A construção da memória coletiva do Holocausto é um processo longo e complexo. Passo a passo, a visão judaica da tragédia se transforma em universal, criando um legado ético e moral como consequência das atrocidades cometidas pelos nazistas e seus colaboradores. A concepção clássica do “incomparável” e do “intransmissível” vem sendo substituída lentamente por um consenso pedagógico, uma obviedade educativa que ultrapassa suas possíveis particularidades e atinge aspectos globais.

O último avanço neste processo foi a homologação, em dezembro passado, da nova Base Nacional Comum Curricular por parte do Conselho Nacional de Educação. Nas páginas 424 e 425 do documento oficial do MEC, o Holocausto passa a ser tema obrigatório de ensino e reflexão nas escolas de todo o Brasil. Como destacado pela Confederação Israelita do Brasil (Conib), a inclusão do assunto preenche uma lacuna, tendo em vista os princípios e valores humanitários que devem estruturar a educação básica brasileira.
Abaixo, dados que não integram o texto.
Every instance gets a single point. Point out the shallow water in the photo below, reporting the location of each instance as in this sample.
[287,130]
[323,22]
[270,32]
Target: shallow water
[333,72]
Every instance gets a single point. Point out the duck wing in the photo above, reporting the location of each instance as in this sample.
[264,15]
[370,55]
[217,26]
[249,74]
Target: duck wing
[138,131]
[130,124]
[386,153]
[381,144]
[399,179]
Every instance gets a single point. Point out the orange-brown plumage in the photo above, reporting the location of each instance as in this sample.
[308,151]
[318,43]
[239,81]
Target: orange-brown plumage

A questão foi destacada pelo próprio ministro da Educação, José Mendonça Filho, ao afirmar que a decisão de incluir o ensino do Holocausto como matéria na Base Nacional Curricular “tem a ver com princípios de tolerância e de respeito ao próximo, de respeito aos direitos humanos e de respeito à pessoa, valores de uma sociedade sem preconceitos”. Ponto para o Brasil.
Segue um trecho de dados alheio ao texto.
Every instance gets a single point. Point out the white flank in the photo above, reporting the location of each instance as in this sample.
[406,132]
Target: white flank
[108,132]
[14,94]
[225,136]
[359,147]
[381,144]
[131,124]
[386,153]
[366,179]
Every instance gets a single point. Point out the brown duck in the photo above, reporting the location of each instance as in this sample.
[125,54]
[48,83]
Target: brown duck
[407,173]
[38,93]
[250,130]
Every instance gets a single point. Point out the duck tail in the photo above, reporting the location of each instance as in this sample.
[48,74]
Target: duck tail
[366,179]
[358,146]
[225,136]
Até então, a inserção do tema “Holocausto” nos currículos escolares brasileiros de forma obrigatória ocorria por meio de legislação específica, produto da ação política de grupos externos ao campo educacional. Agora, é importante destacar que o Brasil passa a cumprir de forma abrangente a Resolução 607 da ONU, aprovada pela Assembleia Geral em novembro de 2005. Além da adoção do dia 27 de janeiro como Dia Internacional em Memória às Vítimas do Holocausto, determinou-se que os países-membros desenvolvessem programas educacionais que incluíssem as lições do Holocausto para as gerações futuras, prevenindo atos de genocídio e grandes violações de direitos humanos. Ponto para o Brasil.
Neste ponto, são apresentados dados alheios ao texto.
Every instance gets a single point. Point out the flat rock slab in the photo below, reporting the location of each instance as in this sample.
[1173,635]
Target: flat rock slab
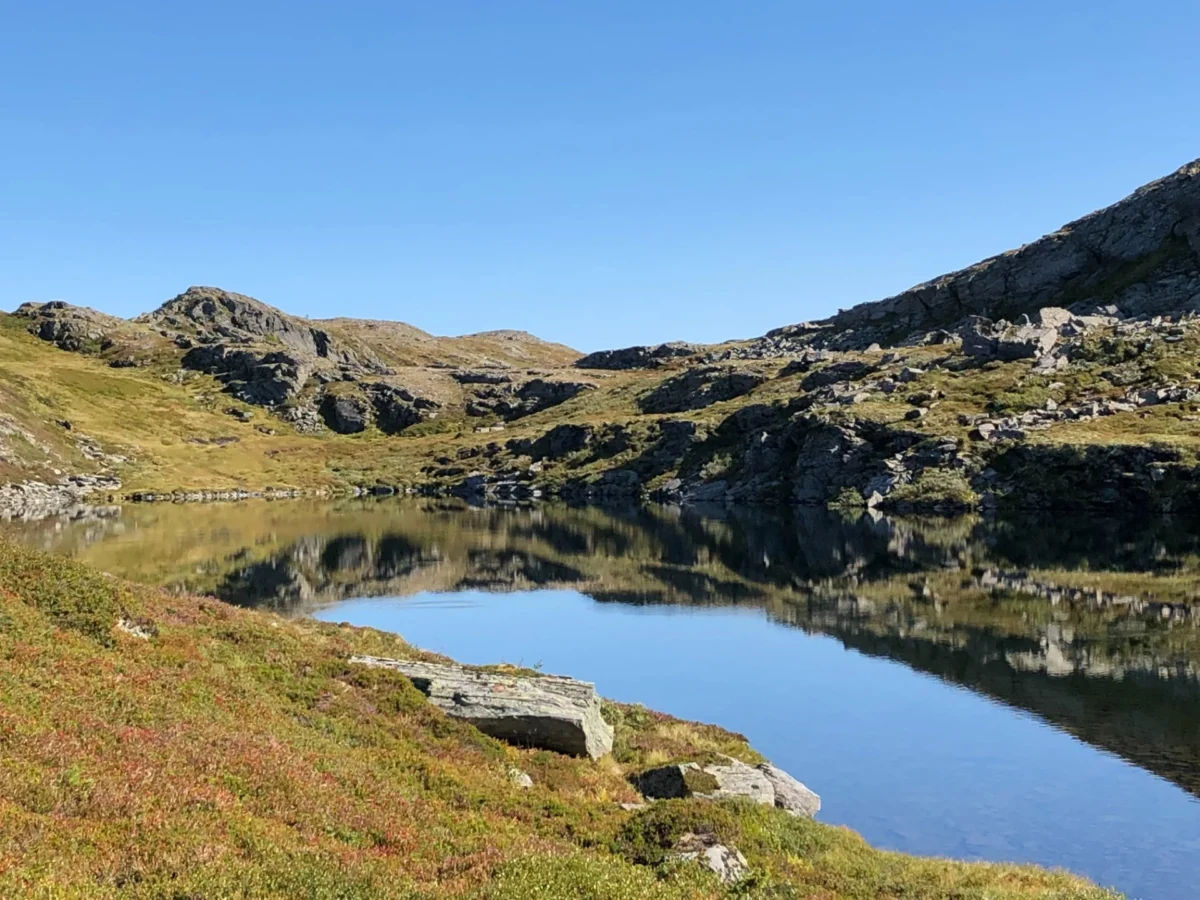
[763,784]
[547,712]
Engana-se, porém, quem acredita que nossos problemas terminaram. O desafio começa agora, e estamos num momento crucial: que memória queremos construir? A capacitação de educadores é o caminho natural para que estas deliberações – tanto da ONU, quanto da Base Nacional Comum Curricular – não se tornem esquecidas em meio a tantas prioridades, sendo a luta contra o preconceito e a intolerância, sem dúvida, uma delas. É por isso que o Museu do Holocausto de Curitiba, em parceria com a Conib, exercerá um papel protagonista ao ajudar o MEC na formação de educadores em nível nacional. O foco é entender o Holocausto como uma advertência, e não um precedente. O ano de 2018 será crucial para que sejam discutidos e implementados estes projetos educativos. Ponto para o Brasil.

O principal objetivo de qualquer ação pedagógica sobre o Holocausto (ou Shoah) deve ser ajudar no processo de construção de uma memória coletiva universal. Significa lutar contra todo e qualquer tipo de ódio por meio de um episódio que deve ser inserido na memória coletiva de todo o planeta. Significa compreender que essas histórias fazem parte de toda a humanidade, e que não é necessário que eu ou minha família tenhamos passado por isso para concluirmos que faz parte da minha história. Significa criar empatia, resgatando e aproximando o máximo destas experiências da nova geração, causando empatia e trabalhando o valor da vida (e não da morte). Em suma, significa usar o genocídio como aprendizado em nossas vidas. Hoje.

O dia 27 de janeiro é sempre marcado pela lamentação às vítimas. Em 2018, além de solenizar, convidamos a refletir sobre o imenso passo dado pelo nosso país ao incluir a Shoah como tema obrigatório nas escolas. O Holocausto é uma ferramenta pedagógica poderosa, que certamente nos ajudará a construir uma sociedade mais justa, tolerante e preocupada com o futuro. Não faz sentido falar do passado sem mirar o futuro. Novamente, ponto para o Brasil.

Carlos Reiss é coordenador-geral do Museu do Holocausto de Curitiba, primeira instituição no Brasil que uniu os eixos de memória, educação e pesquisa com um projeto museológico permanente sobre a Shoah.